Leinster have also known icons such as BOD, Felipe Contepomi and Shane Horgan. However the most striking thing to me as my mind went through these cult heroes is that I don’t think there are many icons left. I believe rugby has an issue at the moment with icons (i.e. there’s an absence of them).
I would have to exclude Connacht from this theory, John Muldoon will go down in Connacht rugby folklore, as will Bundee Aki. How could their first league success not breed a crop of legends? In the traditional big two however, I don’t get the same sense and I’ve spent the past few days wondering why.
Injuries are a big reason. Peter O’Mahoney is old school Munster, a man born maybe 10 years too late who wears his pride and passion on his sleeve. His injury against France in the World Cup robbed him of a year at his peak. He was inspirational on Saturday so perhaps I’ll change my mind if he gets a run of health but there in lies my point. The modern game is so attritional that players rarely get a couple of seasons in which to really build up a head of steam. I think the damage players are doing to themselves in what equates to several weekly car crashes is robbing them of their primes. I’m thinking of Sean O’Brien and Cian Healy when I say that.

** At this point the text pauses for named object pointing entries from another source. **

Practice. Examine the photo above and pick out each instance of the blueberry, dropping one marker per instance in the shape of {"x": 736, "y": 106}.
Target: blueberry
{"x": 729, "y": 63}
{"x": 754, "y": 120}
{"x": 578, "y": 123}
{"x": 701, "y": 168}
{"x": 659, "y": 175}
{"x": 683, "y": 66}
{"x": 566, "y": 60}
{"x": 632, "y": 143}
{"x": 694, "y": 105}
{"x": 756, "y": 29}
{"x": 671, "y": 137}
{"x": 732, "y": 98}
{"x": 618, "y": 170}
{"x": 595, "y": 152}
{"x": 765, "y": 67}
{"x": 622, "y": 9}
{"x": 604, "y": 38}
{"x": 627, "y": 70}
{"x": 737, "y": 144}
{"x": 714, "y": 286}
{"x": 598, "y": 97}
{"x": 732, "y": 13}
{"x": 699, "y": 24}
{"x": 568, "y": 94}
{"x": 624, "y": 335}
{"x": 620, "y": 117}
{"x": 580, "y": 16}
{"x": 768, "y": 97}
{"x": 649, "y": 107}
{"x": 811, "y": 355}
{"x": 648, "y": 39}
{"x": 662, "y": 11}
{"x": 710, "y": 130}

More permanently I’m thinking of Stephen Ferris. The blindside flanker was a monster, someone to bring a level of physicality to the game that teams couldn’t handle. He has of course provided iconic moments. The clip of him picking up and carrying Australia’s Will Genia in the 2011 World Cup is one of the great Irish sporting moments. However his early retirement after injury upon injury left us all wondering what might have been. Hopefully O’Brien and Healy aren’t heading the same way but even now they never seem able to stay healthy long enough to get back to the height of their powers.
I think success has something to do with it. CJ Stander is a hero down south but I would think Munster need to get out of their cycle of mediocrity for him to join the list of the truly great ones. Jonny Sexton and Isa Nacewa have known success and their great deeds will live long in the memory but their current incarnations are tied to an inconsistent Leinster team that is fighting to be the 6-8th best team in Europe nowadays.
The final reason I can come up with is the modern game itself. Systems are so refined, defences so airtight, that a game today between two any way equal sides consists of each side hammering into each other waiting for the other to make a mistake leading to a penalty or a line break which rarely leads to a long distance try anyway. O’Driscoll and Darcy made their names weaving in and out of defenders on the international stage, a near impossible feat for players born in the wrong era such as Simon Zebo and Luke Fitzgerald (another man robbed of his glory years by injury). Gary Ringrose seems to have a bit of magic in his feet, hopefully he gets the chance this November. For the moment though, rugby is about the team with the right plan and discipline. The maverick is a dying breed.
In Paul O’Connell’s new book he tells of how Joe Schmidt is looking for each player to do their job as outlined, if you don’t do this he’ll simply put a line through your name. I’m a massive Schmidt fan but you see my point, the system and processes are king which is why more limited but disciplined players like Dave Kearney will probably retire with more caps than Zebo.
If Ireland were to beat the All Blacks in one of their two chances over the next month, icon status would be afforded to the lads out there on the pitch. The same goes for if one of the provinces gives two fingers to the money fueled English and French clubs by going on a serious run in the Champions Cup. I really hope that happens because as one Irish icon was laid to rest far too early last week, I become increasingly worried about the growing accuracy of the phrase “We’ll never see his like again”.